Timothy turns me in his arms, pressing his forehead to mine. “I won’t. Come on, baby.”

My body is vibrating with irritation now. “No. I’m not going tits out on your shoulders.”

“I’m not sharing your tits with these losers, keep your shirt on. Just get on my shoulders and help me take down Stella and Danny.”

Nic and the redhead are down already. Stella has her hands in the air, cheering.

“This isn’t my kind of thing, Timothy.”

His face scrunches. “The woman who caused my shopping cart to crash while racing down Broadway—cheap shot, by the way, and I think Mrs. Kiki Foxx would agree—doesn’t do a little pool wrestling?”

He has a point and I hate it. Racing shopping carts with drag queens on board was a very memorable friendiversary night, but it was before his accident. Things are different now. “Timothy, please. Don’t risk it.”

“You don’t want me to, huh?” Hurt fills his brown puppy eyes, whipping guilt up inside me.

I don’t want it to be like this with us. I don’t want to hold him back until he resents me. Until he moves on to someone who won’t tell him no.

“You might be back at full strength, but your mom is still paying me to keep you out of trouble. Please, Timothy.”

His expression shifts into a smile and he kisses me. “Okay.”

Danny calls him in a big, booming voice. Timothy smiles at me apologetically, kisses me quickly, and struts outside, hollering back at Danny that he’s out. I wish I didn’t hear the chorus of boos, but I do.

His friends will grow to resent me too. The girlfriend who doesn’t let her boyfriend have any fun.

All I want is to keep him safe.

Timothy is good on his word. He finds a beach ball somewhere and jumps into the pool. This is marginally better than the wrestling, as far as stray elbows are concerned, but I’m not about to drag him from the pool like he’s a child in front of all his friends.

One call to Celia and I could end this party right now. Not sure Timothy and Nic would forgive me, though.
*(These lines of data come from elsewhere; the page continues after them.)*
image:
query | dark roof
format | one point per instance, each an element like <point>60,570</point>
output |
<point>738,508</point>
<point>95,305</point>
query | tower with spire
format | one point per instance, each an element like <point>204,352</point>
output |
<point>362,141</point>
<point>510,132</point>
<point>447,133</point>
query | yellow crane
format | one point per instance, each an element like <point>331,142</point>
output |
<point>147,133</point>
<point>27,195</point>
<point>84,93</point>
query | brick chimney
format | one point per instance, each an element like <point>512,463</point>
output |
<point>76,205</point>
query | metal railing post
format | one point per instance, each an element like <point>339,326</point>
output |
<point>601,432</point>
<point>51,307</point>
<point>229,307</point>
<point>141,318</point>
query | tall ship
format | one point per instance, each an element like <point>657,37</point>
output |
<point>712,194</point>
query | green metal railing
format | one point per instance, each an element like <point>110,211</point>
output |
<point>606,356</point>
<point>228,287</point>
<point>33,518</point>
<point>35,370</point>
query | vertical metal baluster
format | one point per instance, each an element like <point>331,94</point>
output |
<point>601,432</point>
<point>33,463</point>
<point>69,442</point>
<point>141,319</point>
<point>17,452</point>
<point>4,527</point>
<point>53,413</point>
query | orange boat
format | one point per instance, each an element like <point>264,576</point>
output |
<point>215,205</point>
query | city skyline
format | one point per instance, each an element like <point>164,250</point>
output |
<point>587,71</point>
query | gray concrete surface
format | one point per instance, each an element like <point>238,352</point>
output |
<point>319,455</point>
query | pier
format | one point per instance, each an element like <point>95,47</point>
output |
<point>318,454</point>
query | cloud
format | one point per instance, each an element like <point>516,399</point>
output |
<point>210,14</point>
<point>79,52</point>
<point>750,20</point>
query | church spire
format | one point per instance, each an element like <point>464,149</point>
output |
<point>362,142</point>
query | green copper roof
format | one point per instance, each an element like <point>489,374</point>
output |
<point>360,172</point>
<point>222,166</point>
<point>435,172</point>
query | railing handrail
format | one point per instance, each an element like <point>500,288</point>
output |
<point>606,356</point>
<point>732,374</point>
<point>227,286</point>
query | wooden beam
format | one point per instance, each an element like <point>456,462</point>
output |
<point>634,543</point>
This shit is exactly what I feared when his mom asked me to do this.

I sit on a lounge chair by the pool and resign myself to watching Timothy like a hawk, wishing I could smother him in Bubble Wrap and hating how raw my nerves are.

The influencer eventually comes and talks to me about the thongs. We exchange contact info and talk a bit before she’s pulled away by one of the models. She seems nice and Nic had a point—she could make my brand huge, and that’s worth a box of thongs I can’t sell. Or it would be if I were ready. The pictures are already online, but she agrees not to tag me. I’m lucky that she’s interested in helping me launch a marketing campaign when I’m ready to expand.

I don’t feel lucky.

Timothy’s in his element. Laughing, shouting, and being rowdier than he should be, but not doing anything I can directly yell at him for. We were so tightly wrapped in our little bubble, I forgot about this part of him, and now that we’re here, the fear he’ll get bored with me is back and loud.
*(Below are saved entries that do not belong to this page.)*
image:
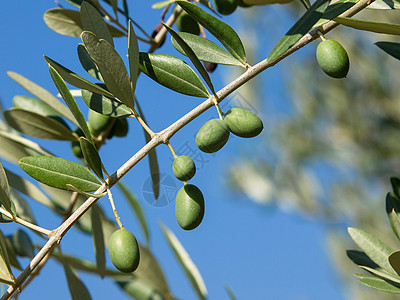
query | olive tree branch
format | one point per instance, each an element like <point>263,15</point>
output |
<point>165,135</point>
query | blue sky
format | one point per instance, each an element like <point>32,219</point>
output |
<point>261,252</point>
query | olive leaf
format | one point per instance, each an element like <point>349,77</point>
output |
<point>33,124</point>
<point>302,26</point>
<point>111,66</point>
<point>98,240</point>
<point>186,263</point>
<point>92,21</point>
<point>70,101</point>
<point>206,50</point>
<point>172,73</point>
<point>43,95</point>
<point>58,172</point>
<point>137,209</point>
<point>222,31</point>
<point>77,80</point>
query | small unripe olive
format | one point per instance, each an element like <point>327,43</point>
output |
<point>186,23</point>
<point>226,7</point>
<point>22,244</point>
<point>98,122</point>
<point>124,251</point>
<point>184,168</point>
<point>333,59</point>
<point>243,123</point>
<point>212,136</point>
<point>189,207</point>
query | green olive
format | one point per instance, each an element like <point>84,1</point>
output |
<point>212,136</point>
<point>98,122</point>
<point>243,123</point>
<point>186,23</point>
<point>22,244</point>
<point>226,7</point>
<point>333,59</point>
<point>184,168</point>
<point>124,251</point>
<point>189,207</point>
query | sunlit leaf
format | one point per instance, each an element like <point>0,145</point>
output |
<point>106,106</point>
<point>70,101</point>
<point>137,209</point>
<point>58,172</point>
<point>222,31</point>
<point>186,263</point>
<point>302,26</point>
<point>376,27</point>
<point>92,157</point>
<point>77,80</point>
<point>43,95</point>
<point>111,66</point>
<point>192,56</point>
<point>36,125</point>
<point>373,247</point>
<point>98,241</point>
<point>172,73</point>
<point>92,21</point>
<point>206,50</point>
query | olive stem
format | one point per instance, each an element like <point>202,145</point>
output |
<point>25,223</point>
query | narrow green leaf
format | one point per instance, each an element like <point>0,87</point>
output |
<point>172,73</point>
<point>162,4</point>
<point>92,21</point>
<point>77,80</point>
<point>378,283</point>
<point>36,125</point>
<point>223,32</point>
<point>29,189</point>
<point>186,263</point>
<point>5,192</point>
<point>92,157</point>
<point>393,212</point>
<point>111,66</point>
<point>193,58</point>
<point>373,247</point>
<point>76,287</point>
<point>58,172</point>
<point>6,275</point>
<point>153,161</point>
<point>87,62</point>
<point>206,50</point>
<point>392,49</point>
<point>302,26</point>
<point>137,209</point>
<point>70,101</point>
<point>334,10</point>
<point>98,241</point>
<point>133,56</point>
<point>394,260</point>
<point>68,22</point>
<point>106,106</point>
<point>376,27</point>
<point>43,95</point>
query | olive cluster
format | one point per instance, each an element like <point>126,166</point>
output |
<point>211,137</point>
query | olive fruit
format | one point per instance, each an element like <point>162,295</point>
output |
<point>333,59</point>
<point>22,244</point>
<point>226,7</point>
<point>98,122</point>
<point>189,207</point>
<point>186,23</point>
<point>212,136</point>
<point>184,168</point>
<point>243,123</point>
<point>124,251</point>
The feeling in my gut tells me a clock has started ticking, and it isn’t the one marking when I’m done keeping an eye on him. It’s our relationship. I’ll smother him, and he’ll fray me until all that’s left of both of us is hurt and resentment.

Pushing these thoughts away is hard. I try to ignore them, but they cling to my shadow.

I’m pulled into dozens of conversations—I know too many people—and in the chaos of the party, I lose track of Timothy. I trust him, but some ugly thing deep inside me calls me stupid for it, reminding me of him disappearing with that woman at the bowling alley.

The sun goes down. I’m tired of haunting this party. I tell Nic I’m clocking out on Timothy duty and it’s his turn. But I fix myself a drink and plant my ass on the second flight of stairs, high enough that I can still keep an eye on things. Guess I’m not really off the clock. I pull out my phone and look at my mood board for my shop, hoping it will help soothe my nerves.

I’m not tied to a job or an apartment. Maybe if I’m going to move cross-country, this is the time. The situation with the influencer changes the equation a bit…if I can rely on her to keep her word once I’m ready, and who knows when that will be?

I jump when someone sits next to me. Relief eases the tightness in my stomach until I turn and see it’s not Timothy.